Dennis the Menace was an early 1960s TV show about a cute annoying/loveable kid and his neighbor, Mr. Wilson. On the other hand, Dentist the Menace is a blog that has nothing whatsoever to do with TV or comics, but everything to do with today’s PopTort. Although the word “menace” may be a bit too kind.
Dentist the Menace and several other outlets are telling the story today of Michael Clair, is a dentist who used to practice in Massachusetts at a friendly looking place called Harbour Dental at the New Harbour Mall. Among the many things he did to his patients was use paper clips during root canals. Something Dennis might do with his funny dentist set over there.
He’s been criminally charged and will soon be sentenced “on two counts of assault and battery, three counts of larceny, five counts of Medicaid fraud, three counts of illegally prescribing controlled substances and one count each of tampering with evidence and witness intimidation.”
Interestingly, his license to practice had been "previously revoked in Maryland, Florida and West Virginia” but Massachusetts let him practice even though he had “been prohibited from doing work on Medicaid patients.” (This allowed him to hire dentists and use their Medicaid identification to file claims.)
Mr. Clair has been free on bail since his arraignment April 8, 2010, and how he’s moved to Maryland – one of the states where his license was revoked. And it’s a good thing too, cause Maryland doesn’t need any more bad dentist publicity since the tragic death last year of a teenager who died during routine wisdom tooth surgery. The family has now sued the oral surgeon and the anesthiologist for medical malpractice.

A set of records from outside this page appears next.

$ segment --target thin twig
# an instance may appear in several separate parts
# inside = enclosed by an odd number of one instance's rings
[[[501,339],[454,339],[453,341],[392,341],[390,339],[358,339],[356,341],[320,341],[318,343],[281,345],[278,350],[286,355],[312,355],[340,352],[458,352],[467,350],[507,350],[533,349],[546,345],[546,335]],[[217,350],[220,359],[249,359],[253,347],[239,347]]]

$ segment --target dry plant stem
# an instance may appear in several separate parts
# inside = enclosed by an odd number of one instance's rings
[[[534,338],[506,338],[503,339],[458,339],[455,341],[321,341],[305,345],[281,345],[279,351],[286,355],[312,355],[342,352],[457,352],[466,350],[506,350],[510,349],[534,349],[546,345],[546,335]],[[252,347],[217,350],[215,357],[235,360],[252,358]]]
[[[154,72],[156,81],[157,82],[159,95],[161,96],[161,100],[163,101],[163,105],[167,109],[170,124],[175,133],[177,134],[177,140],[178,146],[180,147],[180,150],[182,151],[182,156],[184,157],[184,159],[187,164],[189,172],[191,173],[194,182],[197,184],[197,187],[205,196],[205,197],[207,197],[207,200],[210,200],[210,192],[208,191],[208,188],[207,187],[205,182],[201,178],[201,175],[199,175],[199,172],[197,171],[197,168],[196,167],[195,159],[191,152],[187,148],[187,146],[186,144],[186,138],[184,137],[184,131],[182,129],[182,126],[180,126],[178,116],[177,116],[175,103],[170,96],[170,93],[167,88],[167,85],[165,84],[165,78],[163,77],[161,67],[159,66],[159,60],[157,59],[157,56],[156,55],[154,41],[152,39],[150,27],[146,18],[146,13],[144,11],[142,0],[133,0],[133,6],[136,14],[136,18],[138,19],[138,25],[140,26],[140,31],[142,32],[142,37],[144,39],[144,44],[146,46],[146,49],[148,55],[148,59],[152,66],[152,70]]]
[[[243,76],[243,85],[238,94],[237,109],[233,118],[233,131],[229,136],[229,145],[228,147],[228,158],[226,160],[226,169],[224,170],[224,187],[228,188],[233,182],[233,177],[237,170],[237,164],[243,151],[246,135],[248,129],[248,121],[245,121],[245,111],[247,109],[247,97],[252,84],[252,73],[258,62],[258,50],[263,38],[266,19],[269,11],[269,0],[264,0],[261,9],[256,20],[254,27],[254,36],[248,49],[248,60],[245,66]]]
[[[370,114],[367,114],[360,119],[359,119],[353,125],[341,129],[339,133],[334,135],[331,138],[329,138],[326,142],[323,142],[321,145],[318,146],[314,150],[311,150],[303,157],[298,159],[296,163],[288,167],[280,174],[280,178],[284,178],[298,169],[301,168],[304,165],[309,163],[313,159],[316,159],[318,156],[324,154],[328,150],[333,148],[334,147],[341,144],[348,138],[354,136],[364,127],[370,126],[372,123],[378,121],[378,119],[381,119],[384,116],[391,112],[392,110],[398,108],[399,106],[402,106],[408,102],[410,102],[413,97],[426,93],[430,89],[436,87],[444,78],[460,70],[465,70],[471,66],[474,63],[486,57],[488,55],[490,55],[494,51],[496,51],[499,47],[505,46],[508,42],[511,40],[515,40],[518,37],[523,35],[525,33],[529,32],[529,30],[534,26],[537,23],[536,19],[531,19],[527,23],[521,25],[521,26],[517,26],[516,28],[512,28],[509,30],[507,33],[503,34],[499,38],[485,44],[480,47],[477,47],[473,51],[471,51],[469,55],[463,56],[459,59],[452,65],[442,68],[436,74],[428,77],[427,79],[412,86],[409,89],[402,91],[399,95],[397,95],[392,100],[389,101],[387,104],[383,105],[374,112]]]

The family is hoping “to highlight the surgery's risks and the need for better emergency training among dentists and oral surgeons.”
According to Jay Friedman, a California-based dental consultant and author:
American dentists and oral surgeons pull 10 million wisdom teeth each year -- an effort that costs more than $3 billion and leads to 11 million days of post-operative discomfort, according to the report.
“At least two thirds of these extractions, associated costs, and injuries are unnecessary, constituting a silent epidemic of [dentist-induced] injury that afflicts tens of thousands of people with lifelong discomfort and disability.”